Nurses Need to be Mindful of Foot, Back, and Neck Health
Nurses are on their feet for an inordinate amount of time each day. Working a 10- or 12-hour shift can leave your body feeling absolutely drained, with aching feet, a bad back, and neck tightness. While a good night’s rest usually helps, you can’t ignore these aches and pains over the course of weeks and months. You need to listen to your body and make sure it’s getting the support and relief it needs. Instead of “powering through,” take the time to address minor aches and pains before they become chronic, debilitating conditions.
Look out for back pain
Being on your feet for hours at a time, hustling through the hospital hallways, and hunching over to tend to patients can put significant stress on your back. Nurses tend to suffer from lower back pain, whether chronic from routine stress or acute from an injury related to nursing duties.
It’s important for nurses to take care of their backs each day. Unchecked muscle tightness and stress are the catalysts for chronic conditions that only get worse with time. Pretty soon, that minor lower back pain can radiate into total-back stiffness and mobility issues.

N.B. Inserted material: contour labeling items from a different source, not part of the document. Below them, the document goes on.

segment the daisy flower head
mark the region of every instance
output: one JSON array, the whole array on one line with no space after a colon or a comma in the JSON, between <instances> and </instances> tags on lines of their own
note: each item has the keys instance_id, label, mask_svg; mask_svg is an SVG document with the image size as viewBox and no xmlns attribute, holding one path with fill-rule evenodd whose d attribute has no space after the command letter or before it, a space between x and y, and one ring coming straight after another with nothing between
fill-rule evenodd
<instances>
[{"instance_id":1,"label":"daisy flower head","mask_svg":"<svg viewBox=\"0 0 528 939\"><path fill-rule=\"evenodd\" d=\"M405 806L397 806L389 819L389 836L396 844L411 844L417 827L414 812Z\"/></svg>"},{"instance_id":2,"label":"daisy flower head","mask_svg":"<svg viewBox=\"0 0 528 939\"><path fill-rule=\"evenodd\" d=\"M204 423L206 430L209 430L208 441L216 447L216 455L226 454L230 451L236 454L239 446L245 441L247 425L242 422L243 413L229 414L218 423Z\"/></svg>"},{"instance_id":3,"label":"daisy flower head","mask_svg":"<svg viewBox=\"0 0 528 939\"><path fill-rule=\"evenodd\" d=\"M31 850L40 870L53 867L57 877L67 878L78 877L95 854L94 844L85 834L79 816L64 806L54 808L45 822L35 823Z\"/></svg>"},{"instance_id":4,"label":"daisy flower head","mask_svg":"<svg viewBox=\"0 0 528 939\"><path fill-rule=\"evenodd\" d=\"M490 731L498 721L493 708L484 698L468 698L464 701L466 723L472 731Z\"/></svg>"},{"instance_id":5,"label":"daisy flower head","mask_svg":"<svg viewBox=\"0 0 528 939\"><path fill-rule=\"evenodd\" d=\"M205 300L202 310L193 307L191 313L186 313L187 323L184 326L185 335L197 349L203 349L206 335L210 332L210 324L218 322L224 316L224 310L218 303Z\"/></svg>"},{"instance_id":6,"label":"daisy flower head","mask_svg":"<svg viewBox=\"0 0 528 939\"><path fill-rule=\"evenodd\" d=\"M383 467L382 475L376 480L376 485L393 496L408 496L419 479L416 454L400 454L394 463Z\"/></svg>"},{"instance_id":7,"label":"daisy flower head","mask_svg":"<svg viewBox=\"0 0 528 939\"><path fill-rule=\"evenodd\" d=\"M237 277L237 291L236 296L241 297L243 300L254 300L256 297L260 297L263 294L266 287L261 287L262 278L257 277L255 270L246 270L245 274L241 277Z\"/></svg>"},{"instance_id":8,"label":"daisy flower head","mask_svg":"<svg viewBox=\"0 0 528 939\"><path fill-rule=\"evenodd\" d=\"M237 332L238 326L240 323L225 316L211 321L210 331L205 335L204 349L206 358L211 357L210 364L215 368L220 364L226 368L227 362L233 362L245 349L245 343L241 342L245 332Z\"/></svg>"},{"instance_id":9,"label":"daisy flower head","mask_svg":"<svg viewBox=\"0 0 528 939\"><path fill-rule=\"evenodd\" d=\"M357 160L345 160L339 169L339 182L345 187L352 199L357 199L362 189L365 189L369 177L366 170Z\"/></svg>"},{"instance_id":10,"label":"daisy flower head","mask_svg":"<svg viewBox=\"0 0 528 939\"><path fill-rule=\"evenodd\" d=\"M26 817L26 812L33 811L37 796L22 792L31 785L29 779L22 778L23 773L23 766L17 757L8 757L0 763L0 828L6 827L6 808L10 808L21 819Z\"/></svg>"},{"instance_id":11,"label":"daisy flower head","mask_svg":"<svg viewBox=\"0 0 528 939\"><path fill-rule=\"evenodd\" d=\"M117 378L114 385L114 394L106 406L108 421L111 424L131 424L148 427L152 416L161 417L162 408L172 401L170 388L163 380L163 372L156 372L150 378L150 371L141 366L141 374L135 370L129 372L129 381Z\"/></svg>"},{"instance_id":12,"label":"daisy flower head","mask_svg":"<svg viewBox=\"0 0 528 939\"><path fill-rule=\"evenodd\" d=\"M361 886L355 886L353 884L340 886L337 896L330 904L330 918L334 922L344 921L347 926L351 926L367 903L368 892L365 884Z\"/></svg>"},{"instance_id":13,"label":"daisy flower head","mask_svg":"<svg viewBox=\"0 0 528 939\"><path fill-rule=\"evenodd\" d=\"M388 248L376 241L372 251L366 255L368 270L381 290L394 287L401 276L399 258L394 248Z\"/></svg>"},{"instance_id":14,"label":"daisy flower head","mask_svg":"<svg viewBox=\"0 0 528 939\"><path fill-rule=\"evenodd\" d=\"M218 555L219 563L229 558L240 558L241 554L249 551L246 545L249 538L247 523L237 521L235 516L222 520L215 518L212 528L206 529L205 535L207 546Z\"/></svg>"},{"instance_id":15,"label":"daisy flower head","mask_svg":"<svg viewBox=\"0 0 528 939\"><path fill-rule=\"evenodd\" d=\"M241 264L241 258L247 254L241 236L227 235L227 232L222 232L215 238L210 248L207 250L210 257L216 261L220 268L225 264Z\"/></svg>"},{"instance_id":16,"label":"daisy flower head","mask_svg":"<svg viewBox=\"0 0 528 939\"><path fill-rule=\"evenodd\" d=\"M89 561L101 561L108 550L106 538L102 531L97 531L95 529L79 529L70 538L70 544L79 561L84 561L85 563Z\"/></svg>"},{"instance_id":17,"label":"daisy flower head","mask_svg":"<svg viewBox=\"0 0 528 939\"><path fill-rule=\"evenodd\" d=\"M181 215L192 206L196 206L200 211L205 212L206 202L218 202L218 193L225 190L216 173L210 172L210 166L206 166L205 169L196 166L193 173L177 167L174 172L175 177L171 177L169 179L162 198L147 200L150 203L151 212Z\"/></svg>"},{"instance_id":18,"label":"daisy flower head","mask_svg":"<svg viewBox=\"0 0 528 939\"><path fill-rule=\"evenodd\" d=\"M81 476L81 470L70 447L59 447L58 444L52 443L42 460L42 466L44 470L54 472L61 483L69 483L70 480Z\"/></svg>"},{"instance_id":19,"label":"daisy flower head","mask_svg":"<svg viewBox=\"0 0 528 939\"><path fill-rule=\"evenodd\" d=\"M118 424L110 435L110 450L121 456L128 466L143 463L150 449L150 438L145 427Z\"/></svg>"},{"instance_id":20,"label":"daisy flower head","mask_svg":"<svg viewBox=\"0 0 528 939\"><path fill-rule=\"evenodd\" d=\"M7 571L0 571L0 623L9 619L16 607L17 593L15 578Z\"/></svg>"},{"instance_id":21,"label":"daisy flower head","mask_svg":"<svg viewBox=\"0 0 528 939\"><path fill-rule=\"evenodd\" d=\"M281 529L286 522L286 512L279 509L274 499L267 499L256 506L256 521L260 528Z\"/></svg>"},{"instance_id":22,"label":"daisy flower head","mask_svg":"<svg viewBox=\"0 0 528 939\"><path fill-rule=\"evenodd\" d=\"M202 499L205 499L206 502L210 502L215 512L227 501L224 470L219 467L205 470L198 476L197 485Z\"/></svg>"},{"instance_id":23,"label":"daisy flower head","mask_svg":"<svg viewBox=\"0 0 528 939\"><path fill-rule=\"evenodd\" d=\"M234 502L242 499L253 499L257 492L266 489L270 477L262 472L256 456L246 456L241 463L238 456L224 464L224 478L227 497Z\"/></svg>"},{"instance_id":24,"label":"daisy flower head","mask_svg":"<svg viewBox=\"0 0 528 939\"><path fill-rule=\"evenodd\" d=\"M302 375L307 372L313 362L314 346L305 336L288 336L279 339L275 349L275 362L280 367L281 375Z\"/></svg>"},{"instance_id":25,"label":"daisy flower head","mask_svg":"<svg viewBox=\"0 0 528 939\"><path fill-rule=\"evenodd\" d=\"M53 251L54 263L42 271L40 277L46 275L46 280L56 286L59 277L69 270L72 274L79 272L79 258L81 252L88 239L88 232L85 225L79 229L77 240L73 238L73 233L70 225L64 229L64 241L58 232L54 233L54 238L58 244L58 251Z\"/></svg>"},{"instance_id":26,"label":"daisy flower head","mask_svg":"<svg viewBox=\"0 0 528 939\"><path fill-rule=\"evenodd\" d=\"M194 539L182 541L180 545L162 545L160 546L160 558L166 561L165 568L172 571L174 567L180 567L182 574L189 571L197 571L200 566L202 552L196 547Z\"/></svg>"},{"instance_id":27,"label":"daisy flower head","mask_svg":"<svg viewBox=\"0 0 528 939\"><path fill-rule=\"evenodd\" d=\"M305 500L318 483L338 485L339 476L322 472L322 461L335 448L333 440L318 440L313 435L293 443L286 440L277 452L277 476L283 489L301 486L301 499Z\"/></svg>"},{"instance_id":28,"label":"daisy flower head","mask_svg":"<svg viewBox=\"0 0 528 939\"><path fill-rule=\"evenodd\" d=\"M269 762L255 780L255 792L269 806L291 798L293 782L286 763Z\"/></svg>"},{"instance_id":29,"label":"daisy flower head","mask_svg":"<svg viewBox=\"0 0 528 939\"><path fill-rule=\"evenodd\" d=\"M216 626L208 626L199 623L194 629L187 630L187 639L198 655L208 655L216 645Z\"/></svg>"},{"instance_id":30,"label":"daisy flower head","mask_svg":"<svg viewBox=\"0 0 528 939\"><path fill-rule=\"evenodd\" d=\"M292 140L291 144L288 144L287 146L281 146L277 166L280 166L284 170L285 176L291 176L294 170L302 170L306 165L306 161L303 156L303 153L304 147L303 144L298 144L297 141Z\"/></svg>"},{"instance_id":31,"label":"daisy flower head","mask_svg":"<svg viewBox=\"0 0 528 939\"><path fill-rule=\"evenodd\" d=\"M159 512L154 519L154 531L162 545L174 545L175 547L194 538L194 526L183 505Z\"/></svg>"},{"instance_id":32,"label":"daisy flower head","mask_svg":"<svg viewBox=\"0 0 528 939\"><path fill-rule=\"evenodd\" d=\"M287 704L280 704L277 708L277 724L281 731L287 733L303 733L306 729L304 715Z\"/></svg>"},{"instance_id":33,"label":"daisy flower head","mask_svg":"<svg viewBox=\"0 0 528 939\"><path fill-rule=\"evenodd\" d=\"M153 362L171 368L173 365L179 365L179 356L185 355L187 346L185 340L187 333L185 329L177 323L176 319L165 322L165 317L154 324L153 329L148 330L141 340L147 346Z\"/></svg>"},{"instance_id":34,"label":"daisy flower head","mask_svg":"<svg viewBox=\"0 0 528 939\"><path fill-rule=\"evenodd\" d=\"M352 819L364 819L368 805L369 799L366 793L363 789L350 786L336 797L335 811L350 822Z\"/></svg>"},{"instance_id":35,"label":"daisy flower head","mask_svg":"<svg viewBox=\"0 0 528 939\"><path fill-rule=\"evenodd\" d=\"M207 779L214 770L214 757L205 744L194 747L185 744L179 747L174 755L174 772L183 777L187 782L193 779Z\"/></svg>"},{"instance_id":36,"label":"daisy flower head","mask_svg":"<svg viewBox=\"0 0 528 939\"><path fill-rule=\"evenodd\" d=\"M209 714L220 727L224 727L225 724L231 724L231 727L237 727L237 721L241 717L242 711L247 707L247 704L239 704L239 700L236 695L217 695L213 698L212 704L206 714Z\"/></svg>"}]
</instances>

To properly care for your back, there are some simple things you can do before, during, and after your shifts. At home, create a back strengthening and loosening routine that combines stretches with stabilization exercises. For example, yoga is a great form of exercise for the back. It’s also important to sleep on a comfortable mattress in a position that supports the natural curve of your spine. If your back starts to hurt, try applying alternating heat and ice packs or even heading to a chiropractor.
At work, make sure you’re bending and lifting appropriately. The pressure of lifting should be on your legs, not your back, and you should only lift a weight you’re comfortable with to avoid strains or injuries.
Foot pain: Another injury trigger
Foot pain and back pain are closely related, so if you have one, you’re likely to develop the other. Standing and walking can put stress on your arches, leading to pain in the legs, hips, and lower back.
To combat foot pain and its radiating effects, it’s crucial that you maintain good posture as you stand and walk. You should invest in a pair of shoes that provide foundational support for your feet, legs, and back. Wearing the wrong shoes for even one shift could have painful consequences!
When shopping for good nursing shoes, look for a pair that’s lightweight and slip resistant and that supports your foot’s natural arch and heel.
Don’t ignore neck and shoulder aches
Nurses are susceptible to developing neck and shoulder pain. This can stem from instability in the back, poor posture, and everyday activities like bending, lifting, and adjusting patients. Unfortunately, these problems cause tension that can quickly cause headaches and chronic neck pain — two things no nurse wants to deal with when faced with a long shift.
Persistent neck problems can impact both your health and your job performance, so it’s not something to be ignored. Fortunately, studies show something as fast and simple as stretching can go a long way in protecting your neck and shoulders from chronic pain.
If you begin to develop back, foot, or neck pain, don’t brush it off and hope it will be better tomorrow. Listen to your body and address these issues before they worsen. By taking simple steps like stretching, wearing the right footwear, and strengthening your muscles, you can protect yourself from chronic pain that impacts your career and wellbeing.